RFD D26: Streaming Policy Evaluation for Tool Call Arguments

Status: Draft
Category: Design
Authors: Jean Mertz git@jeanmertz.com
Date: 2026-07-24
Extends: RFD D25
Requires: RFD 043

Summary

This RFD extends RFD D25's argument-conditional tool policies with streaming evaluation. Instead of waiting for the complete argument object before evaluating policy rules, JP evaluates rules incrementally as individual parameters finish streaming. This enables early permission prompts — seconds before large arguments like file content finish arriving — and early cancellation when the user declines a tool call mid-stream.

Motivation

RFD D25 introduces conditional policy rules that match on argument values. Its evaluation model waits for all arguments to arrive before evaluating:

txt

ToolCallPart::Start { id, name }     ← tool name known
ArgumentChunk("{"path":"src/...")    ← arguments streaming
ArgumentChunk("...content":"fn...")  ← still streaming (possibly seconds)
ArgumentChunk("...main() {}")        ← still streaming
Flush                                ← arguments parsed, policy evaluated NOW

For fs_create_file with a rule { arg = "/path", prefix = "src/", mode = "unattended" }, the decision depends only on path. The path value finishes streaming in the first chunk — but JP waits for content (potentially thousands of lines) before acting on it.

The cost of waiting:

Wasted streaming time. If the policy resolves to ask and the user declines, all time spent streaming content was wasted. For large files this is seconds of LLM output tokens billed but never used.
Delayed approval. If the policy resolves to unattended, execution could begin as soon as path is known. Instead it waits for the full argument object.
Delayed prompt. If the policy resolves to ask, the user could be reviewing and deciding while content streams in the background. Instead they wait, then decide, then wait again for execution.

Design

Prerequisites

This RFD depends on two prior RFDs:

RFD D25 defines the conditional policy types (RunPolicy, RunRule, ParamCondition, TypedMatcher), the policy config namespace, and the first-match-wins evaluation model. This RFD extends RFD D25's post-flush evaluation with a streaming equivalent.
RFD 043 introduces incremental argument parsing via ToolCallArgumentProgress events. Each event carries a StreamFragment; ObjectEntry { key, value: Done } signals that a parameter's value is complete at any nesting level. This RFD consumes those signals to drive policy evaluation.

Evaluation algorithm

The core evaluator is a pure function. It takes the policy's rule list and a map of parameter values received so far, and returns Option<RunMode> — Some if a rule matched, None if the first non-eliminated rule needs a parameter that hasn't arrived yet.

rust

fn evaluate(rules, known_params) -> Option<RunMode>:
    for rule in rules:
        if rule has no condition:
            return Some(rule.mode)      // catch-all
        if rule.arg is in known_params:
            if matcher matches value:
                return Some(rule.mode)  // match found
            else:
                continue                // rule eliminated, try next
        else:
            return None                 // can't skip — higher priority

    // all conditional rules eliminated, no catch-all
    return Some(RunMode::Ask)           // implicit safety fallback

The critical property: a rule whose parameter hasn't arrived yet blocks evaluation. First-match-wins means that rule has higher priority than everything below it. Skipping it to evaluate a lower-priority rule could produce the wrong mode.
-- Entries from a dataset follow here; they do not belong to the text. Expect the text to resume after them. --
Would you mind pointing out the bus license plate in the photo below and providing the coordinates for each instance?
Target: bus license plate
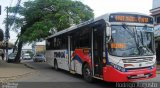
(140, 75)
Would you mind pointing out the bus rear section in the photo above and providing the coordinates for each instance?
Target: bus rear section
(118, 47)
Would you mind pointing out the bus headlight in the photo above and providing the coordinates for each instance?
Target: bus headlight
(118, 67)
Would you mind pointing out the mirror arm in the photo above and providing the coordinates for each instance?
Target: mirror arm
(108, 25)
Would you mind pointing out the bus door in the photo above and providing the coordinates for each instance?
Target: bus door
(72, 48)
(97, 51)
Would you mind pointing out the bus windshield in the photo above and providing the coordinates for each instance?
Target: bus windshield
(131, 41)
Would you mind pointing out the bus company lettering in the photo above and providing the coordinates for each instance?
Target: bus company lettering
(60, 54)
(132, 19)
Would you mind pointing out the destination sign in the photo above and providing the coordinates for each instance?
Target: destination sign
(135, 18)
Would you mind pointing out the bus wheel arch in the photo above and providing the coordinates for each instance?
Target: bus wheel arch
(55, 64)
(87, 72)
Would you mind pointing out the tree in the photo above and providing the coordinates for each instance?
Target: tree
(38, 17)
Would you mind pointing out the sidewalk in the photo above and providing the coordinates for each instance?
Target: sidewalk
(10, 71)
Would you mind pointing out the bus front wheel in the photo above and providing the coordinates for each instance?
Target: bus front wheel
(87, 74)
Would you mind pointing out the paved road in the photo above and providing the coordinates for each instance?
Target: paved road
(46, 77)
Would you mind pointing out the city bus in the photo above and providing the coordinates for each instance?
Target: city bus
(115, 47)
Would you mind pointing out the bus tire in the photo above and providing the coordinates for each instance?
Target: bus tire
(87, 74)
(55, 65)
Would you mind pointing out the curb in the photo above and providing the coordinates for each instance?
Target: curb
(28, 66)
(8, 79)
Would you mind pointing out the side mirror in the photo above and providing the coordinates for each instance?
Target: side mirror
(108, 31)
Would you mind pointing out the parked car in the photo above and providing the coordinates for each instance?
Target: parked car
(26, 57)
(11, 57)
(39, 58)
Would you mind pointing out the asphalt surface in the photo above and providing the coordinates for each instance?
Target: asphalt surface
(46, 77)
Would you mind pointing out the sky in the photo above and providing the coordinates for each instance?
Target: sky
(99, 7)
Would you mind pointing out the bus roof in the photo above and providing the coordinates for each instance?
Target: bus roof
(105, 17)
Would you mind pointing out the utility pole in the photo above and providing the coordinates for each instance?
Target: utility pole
(7, 36)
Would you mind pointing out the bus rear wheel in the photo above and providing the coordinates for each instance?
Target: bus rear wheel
(87, 74)
(55, 65)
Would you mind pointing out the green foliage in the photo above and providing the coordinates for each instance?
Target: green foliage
(36, 18)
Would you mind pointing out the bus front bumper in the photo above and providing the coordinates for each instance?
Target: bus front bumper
(111, 74)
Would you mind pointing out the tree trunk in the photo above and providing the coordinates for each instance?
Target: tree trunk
(17, 58)
(15, 45)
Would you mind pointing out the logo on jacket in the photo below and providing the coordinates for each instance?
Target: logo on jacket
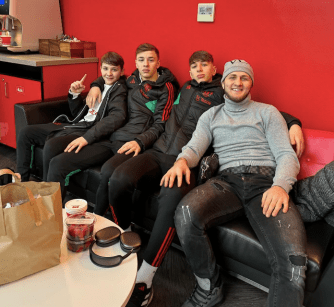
(198, 98)
(142, 92)
(147, 87)
(207, 94)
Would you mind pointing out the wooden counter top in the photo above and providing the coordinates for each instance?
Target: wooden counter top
(38, 60)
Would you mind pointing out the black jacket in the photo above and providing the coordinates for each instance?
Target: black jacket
(194, 99)
(111, 115)
(149, 106)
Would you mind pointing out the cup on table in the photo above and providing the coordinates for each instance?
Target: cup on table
(75, 207)
(80, 230)
(5, 40)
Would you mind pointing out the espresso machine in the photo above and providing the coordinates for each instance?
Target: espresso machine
(26, 21)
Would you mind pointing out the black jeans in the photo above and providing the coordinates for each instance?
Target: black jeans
(144, 172)
(283, 237)
(58, 165)
(30, 136)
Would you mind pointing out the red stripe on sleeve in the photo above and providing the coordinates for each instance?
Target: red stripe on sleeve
(164, 247)
(113, 215)
(168, 106)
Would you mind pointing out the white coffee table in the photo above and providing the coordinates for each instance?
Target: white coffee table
(76, 281)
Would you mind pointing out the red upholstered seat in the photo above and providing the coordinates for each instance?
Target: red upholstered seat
(319, 151)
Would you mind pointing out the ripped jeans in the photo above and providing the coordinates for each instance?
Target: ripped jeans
(283, 237)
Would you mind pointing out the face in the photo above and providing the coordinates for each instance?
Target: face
(111, 73)
(237, 86)
(202, 71)
(147, 63)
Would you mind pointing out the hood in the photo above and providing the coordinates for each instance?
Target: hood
(214, 83)
(165, 76)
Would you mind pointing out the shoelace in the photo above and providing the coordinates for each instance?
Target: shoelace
(138, 296)
(199, 291)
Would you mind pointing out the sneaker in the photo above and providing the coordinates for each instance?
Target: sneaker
(141, 296)
(205, 298)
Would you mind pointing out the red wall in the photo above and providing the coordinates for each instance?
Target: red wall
(289, 43)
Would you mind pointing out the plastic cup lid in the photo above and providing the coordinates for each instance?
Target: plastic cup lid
(84, 219)
(76, 205)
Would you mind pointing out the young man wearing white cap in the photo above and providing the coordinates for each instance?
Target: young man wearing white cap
(257, 169)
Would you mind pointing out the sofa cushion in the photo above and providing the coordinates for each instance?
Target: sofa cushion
(238, 241)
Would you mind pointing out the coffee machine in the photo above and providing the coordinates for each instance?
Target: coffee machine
(26, 21)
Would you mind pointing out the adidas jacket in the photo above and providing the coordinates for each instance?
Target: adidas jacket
(110, 116)
(149, 107)
(193, 100)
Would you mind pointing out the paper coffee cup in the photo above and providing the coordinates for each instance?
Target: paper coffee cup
(5, 40)
(76, 206)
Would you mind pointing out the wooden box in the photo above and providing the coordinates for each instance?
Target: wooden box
(44, 46)
(77, 49)
(63, 49)
(54, 47)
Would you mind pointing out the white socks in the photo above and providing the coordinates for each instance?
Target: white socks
(204, 283)
(146, 274)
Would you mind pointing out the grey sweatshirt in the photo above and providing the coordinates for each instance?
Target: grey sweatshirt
(245, 133)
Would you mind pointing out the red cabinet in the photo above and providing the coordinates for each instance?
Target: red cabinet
(20, 83)
(14, 90)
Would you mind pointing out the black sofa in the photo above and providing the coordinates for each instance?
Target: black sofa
(237, 249)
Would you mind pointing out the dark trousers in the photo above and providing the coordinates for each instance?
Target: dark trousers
(283, 237)
(58, 165)
(30, 136)
(144, 172)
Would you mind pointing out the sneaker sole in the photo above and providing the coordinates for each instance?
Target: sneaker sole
(150, 298)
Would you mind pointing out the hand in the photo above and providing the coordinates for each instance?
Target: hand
(94, 95)
(79, 142)
(179, 169)
(297, 138)
(78, 86)
(273, 200)
(129, 147)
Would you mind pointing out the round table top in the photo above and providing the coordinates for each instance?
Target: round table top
(76, 281)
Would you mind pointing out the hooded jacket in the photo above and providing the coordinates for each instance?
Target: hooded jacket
(149, 107)
(110, 116)
(194, 99)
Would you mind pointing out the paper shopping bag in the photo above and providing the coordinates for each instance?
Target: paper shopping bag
(30, 233)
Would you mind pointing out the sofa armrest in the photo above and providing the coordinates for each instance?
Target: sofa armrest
(33, 113)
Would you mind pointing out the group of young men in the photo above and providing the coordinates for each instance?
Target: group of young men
(146, 132)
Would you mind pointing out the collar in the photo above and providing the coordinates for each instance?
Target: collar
(237, 106)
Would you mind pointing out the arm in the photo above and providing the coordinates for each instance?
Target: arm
(75, 100)
(295, 132)
(161, 114)
(115, 118)
(287, 165)
(95, 92)
(191, 153)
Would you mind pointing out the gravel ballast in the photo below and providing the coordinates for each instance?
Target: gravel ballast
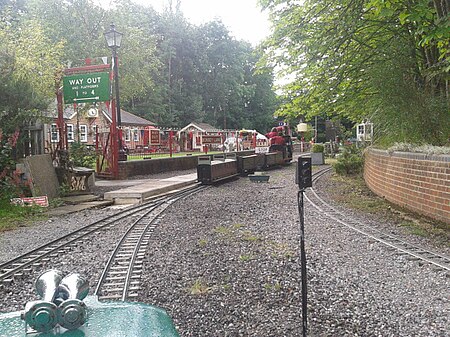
(225, 262)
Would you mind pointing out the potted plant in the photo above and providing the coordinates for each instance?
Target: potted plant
(317, 156)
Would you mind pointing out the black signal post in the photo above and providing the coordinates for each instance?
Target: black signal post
(304, 179)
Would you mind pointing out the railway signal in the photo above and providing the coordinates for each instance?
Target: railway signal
(304, 173)
(303, 178)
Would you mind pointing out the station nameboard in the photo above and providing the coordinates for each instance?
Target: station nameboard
(80, 88)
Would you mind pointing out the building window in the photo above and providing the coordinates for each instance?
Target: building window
(127, 135)
(54, 133)
(70, 133)
(83, 133)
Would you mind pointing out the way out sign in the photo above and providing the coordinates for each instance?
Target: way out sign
(81, 88)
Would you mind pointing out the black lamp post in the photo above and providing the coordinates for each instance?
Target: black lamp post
(114, 39)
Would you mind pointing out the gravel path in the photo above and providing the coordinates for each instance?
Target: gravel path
(225, 263)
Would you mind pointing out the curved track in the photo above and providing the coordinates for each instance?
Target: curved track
(121, 276)
(32, 259)
(415, 252)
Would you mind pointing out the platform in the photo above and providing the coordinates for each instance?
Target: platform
(145, 189)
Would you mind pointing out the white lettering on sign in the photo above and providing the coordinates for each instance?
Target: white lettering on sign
(93, 80)
(77, 81)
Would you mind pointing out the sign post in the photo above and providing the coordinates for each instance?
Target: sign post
(303, 178)
(81, 88)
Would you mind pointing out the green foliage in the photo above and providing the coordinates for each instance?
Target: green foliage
(350, 161)
(11, 183)
(318, 148)
(82, 155)
(383, 60)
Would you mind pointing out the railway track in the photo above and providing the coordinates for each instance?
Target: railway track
(120, 278)
(439, 261)
(33, 259)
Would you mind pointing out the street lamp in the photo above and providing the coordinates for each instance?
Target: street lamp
(114, 39)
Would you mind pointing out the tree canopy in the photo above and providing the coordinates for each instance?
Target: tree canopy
(386, 60)
(171, 71)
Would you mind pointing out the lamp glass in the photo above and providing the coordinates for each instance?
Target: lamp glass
(113, 38)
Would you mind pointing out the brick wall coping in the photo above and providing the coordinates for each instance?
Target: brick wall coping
(414, 155)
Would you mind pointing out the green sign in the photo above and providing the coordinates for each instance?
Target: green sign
(82, 88)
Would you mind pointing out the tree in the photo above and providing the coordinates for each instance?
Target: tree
(356, 59)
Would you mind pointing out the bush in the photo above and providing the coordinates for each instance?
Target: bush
(82, 155)
(318, 148)
(350, 161)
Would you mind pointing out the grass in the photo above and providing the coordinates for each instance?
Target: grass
(12, 216)
(352, 192)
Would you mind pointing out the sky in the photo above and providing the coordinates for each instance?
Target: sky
(243, 18)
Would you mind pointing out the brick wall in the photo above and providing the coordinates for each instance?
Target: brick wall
(418, 182)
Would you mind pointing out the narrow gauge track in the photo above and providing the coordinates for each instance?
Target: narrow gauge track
(120, 278)
(32, 259)
(415, 252)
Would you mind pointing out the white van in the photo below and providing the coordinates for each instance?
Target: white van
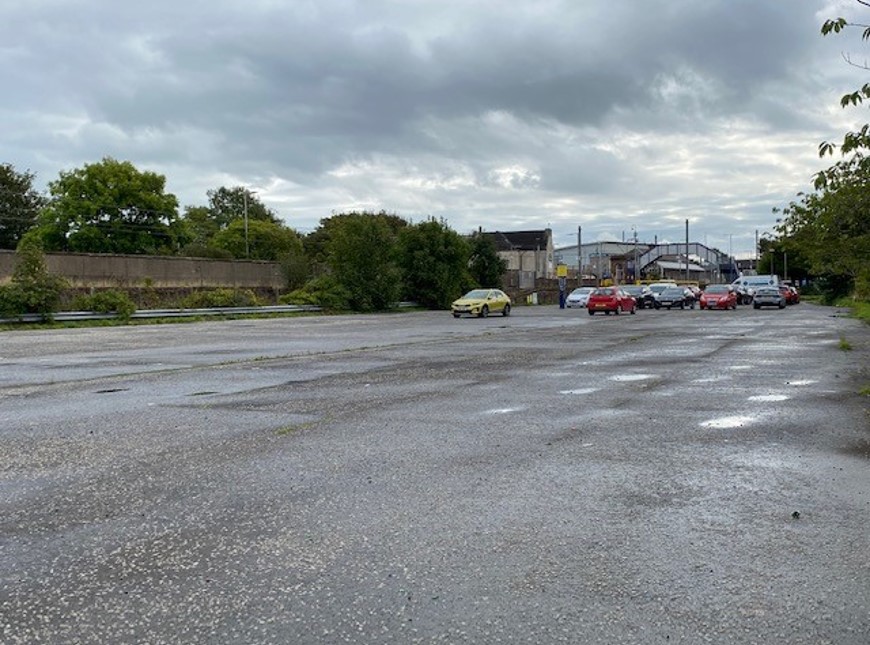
(746, 285)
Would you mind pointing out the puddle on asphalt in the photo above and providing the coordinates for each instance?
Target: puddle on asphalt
(769, 397)
(711, 379)
(503, 410)
(631, 377)
(727, 422)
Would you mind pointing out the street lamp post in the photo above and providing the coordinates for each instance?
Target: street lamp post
(247, 244)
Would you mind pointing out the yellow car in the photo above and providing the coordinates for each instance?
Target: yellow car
(481, 303)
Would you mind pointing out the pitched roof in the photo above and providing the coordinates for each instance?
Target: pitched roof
(519, 240)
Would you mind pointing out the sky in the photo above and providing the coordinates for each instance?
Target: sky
(620, 118)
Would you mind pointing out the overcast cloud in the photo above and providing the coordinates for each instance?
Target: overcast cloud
(505, 116)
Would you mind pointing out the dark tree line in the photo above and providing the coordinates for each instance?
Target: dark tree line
(360, 260)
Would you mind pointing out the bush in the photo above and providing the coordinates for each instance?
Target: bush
(33, 289)
(12, 303)
(324, 292)
(221, 298)
(107, 302)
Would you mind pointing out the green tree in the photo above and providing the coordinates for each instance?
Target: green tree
(33, 289)
(832, 224)
(264, 240)
(434, 260)
(20, 204)
(109, 207)
(486, 267)
(229, 204)
(362, 252)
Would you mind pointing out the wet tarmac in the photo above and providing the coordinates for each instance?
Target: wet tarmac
(673, 477)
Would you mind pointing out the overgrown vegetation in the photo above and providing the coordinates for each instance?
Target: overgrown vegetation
(109, 301)
(33, 289)
(221, 298)
(827, 232)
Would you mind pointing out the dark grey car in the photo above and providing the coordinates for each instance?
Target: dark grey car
(768, 297)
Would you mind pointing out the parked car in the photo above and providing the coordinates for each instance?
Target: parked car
(768, 297)
(481, 303)
(579, 297)
(718, 296)
(642, 294)
(658, 287)
(695, 291)
(746, 286)
(610, 299)
(790, 293)
(675, 297)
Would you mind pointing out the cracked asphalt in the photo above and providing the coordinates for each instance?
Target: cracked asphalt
(668, 477)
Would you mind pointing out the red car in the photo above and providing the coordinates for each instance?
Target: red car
(718, 296)
(609, 299)
(790, 293)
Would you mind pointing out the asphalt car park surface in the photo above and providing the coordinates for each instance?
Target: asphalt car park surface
(674, 476)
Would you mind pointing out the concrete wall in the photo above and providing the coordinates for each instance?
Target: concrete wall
(99, 270)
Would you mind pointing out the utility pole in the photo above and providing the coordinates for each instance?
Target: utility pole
(636, 268)
(247, 244)
(687, 250)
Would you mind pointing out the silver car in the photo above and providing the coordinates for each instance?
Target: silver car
(768, 297)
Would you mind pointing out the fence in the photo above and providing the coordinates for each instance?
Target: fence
(103, 270)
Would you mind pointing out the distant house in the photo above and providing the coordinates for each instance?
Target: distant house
(529, 254)
(625, 262)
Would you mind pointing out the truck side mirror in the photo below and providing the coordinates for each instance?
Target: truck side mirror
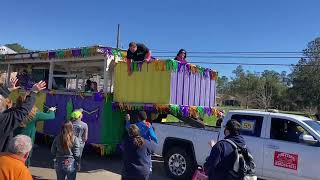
(307, 139)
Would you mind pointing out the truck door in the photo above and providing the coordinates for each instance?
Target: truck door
(286, 156)
(252, 131)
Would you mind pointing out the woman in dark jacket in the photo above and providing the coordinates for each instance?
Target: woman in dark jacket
(136, 155)
(181, 56)
(66, 149)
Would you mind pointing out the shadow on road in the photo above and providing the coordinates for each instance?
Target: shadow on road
(91, 162)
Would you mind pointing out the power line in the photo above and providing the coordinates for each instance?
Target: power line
(251, 64)
(234, 52)
(247, 57)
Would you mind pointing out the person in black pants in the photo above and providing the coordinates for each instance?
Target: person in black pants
(11, 118)
(136, 155)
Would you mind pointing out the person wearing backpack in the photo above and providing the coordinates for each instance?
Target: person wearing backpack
(229, 158)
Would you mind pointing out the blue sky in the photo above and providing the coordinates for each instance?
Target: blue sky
(203, 25)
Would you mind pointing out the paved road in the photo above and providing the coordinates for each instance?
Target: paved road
(94, 167)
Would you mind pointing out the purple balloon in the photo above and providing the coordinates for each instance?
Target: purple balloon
(98, 96)
(185, 111)
(208, 111)
(76, 52)
(52, 54)
(106, 50)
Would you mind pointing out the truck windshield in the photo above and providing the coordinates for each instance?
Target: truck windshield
(315, 125)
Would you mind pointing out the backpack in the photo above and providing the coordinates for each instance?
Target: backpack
(244, 163)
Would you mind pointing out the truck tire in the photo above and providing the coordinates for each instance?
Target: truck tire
(178, 164)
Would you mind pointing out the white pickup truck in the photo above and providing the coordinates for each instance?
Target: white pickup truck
(284, 146)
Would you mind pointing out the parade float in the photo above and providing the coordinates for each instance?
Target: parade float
(164, 86)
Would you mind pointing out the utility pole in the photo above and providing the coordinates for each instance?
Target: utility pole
(118, 37)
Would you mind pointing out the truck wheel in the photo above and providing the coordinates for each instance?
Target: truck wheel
(178, 164)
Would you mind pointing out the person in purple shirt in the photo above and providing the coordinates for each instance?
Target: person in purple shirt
(80, 129)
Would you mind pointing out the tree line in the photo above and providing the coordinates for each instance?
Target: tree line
(298, 90)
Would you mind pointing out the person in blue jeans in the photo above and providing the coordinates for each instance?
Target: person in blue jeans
(136, 160)
(66, 149)
(146, 130)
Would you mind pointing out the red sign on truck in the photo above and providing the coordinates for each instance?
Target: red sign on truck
(286, 160)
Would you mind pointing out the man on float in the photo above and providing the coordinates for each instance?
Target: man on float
(138, 52)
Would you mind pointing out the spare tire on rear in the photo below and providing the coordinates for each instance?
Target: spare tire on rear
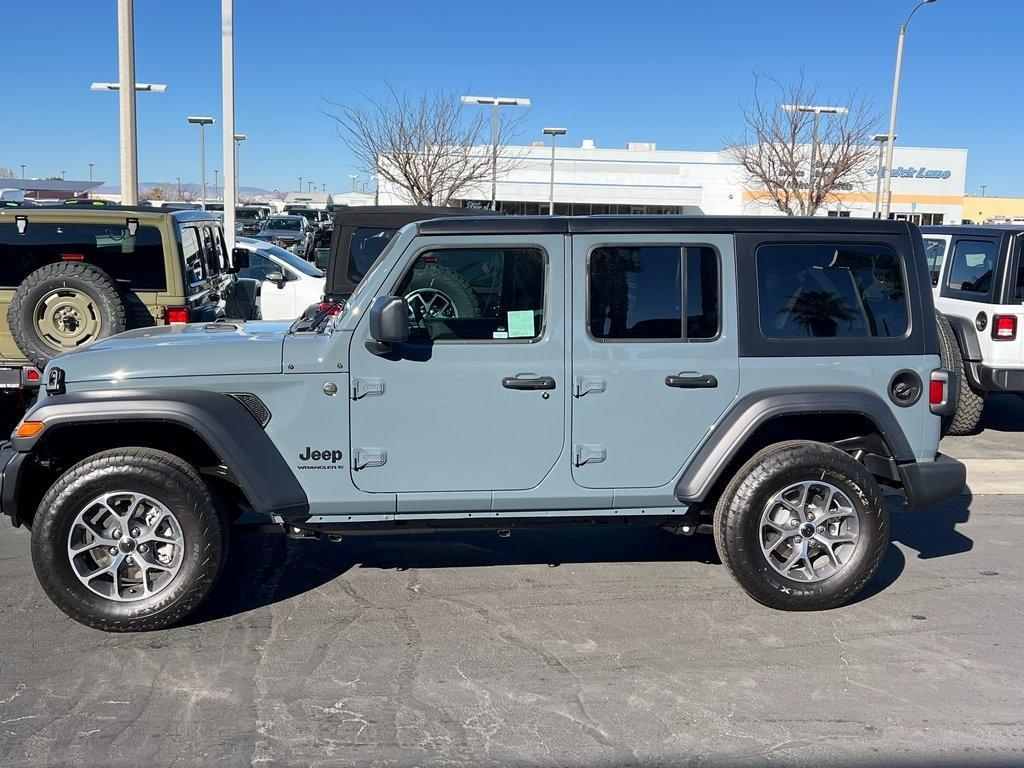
(61, 307)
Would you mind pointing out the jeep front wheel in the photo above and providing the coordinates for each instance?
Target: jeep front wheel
(802, 526)
(128, 540)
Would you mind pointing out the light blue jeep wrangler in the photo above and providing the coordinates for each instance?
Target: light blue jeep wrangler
(757, 378)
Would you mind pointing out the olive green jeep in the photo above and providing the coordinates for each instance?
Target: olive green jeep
(71, 275)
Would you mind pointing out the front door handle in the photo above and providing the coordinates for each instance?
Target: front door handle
(691, 381)
(531, 383)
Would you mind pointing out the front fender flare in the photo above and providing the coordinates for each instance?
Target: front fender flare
(223, 423)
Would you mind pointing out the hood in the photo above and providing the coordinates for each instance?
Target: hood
(190, 349)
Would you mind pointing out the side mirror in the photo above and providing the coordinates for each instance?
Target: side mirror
(388, 324)
(240, 259)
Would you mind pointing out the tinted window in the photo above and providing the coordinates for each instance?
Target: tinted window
(638, 293)
(476, 294)
(368, 243)
(834, 291)
(935, 251)
(973, 262)
(138, 260)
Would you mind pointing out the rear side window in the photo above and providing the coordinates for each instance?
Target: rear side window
(830, 291)
(138, 260)
(368, 243)
(493, 294)
(653, 293)
(972, 266)
(935, 251)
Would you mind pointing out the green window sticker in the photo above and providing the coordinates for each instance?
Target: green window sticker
(521, 324)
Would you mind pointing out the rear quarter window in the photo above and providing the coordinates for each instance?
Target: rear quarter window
(137, 261)
(836, 291)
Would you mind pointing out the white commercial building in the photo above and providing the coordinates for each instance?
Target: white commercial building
(927, 186)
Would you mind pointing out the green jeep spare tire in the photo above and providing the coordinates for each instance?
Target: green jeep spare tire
(64, 306)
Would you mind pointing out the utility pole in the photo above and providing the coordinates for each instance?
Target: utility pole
(227, 108)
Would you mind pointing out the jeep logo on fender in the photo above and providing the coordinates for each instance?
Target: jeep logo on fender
(326, 459)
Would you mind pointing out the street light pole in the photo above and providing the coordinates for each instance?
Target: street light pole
(888, 195)
(817, 112)
(496, 102)
(202, 122)
(554, 133)
(881, 138)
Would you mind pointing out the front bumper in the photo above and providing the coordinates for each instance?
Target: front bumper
(997, 379)
(11, 463)
(926, 483)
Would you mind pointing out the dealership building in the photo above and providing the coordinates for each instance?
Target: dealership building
(927, 185)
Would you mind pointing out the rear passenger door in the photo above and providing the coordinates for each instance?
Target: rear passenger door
(653, 353)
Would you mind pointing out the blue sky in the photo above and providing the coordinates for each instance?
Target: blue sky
(673, 73)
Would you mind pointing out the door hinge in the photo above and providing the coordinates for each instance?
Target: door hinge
(363, 458)
(586, 384)
(588, 455)
(364, 387)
Policies without conditional rules (string aliases like run = "ask", or a single catch-all rule) resolve on the first call with an empty known_params map — the catch-all matches immediately. These go through the existing permission fast path in ToolCoordinator::decide_permission; no StreamingPolicyState is created.

Where the evaluator lives

The evaluation function lives in jp_cli::cmd::query::tool::policy. It imports the rule types from jp_config::conversation::tool::policy (defined by RFD D25) and operates on serde_json::Value for parameter values.

jp_config defines the types; jp_cli evaluates them at runtime.

Integration with ToolCallArgumentProgress

RFD 043 makes EventBuilder::handle_part return Vec<ToolCallArgumentProgress> for ArgumentChunk events. Each progress event carries a StreamFragment. The turn loop forwards these to the ToolRenderer for incremental display.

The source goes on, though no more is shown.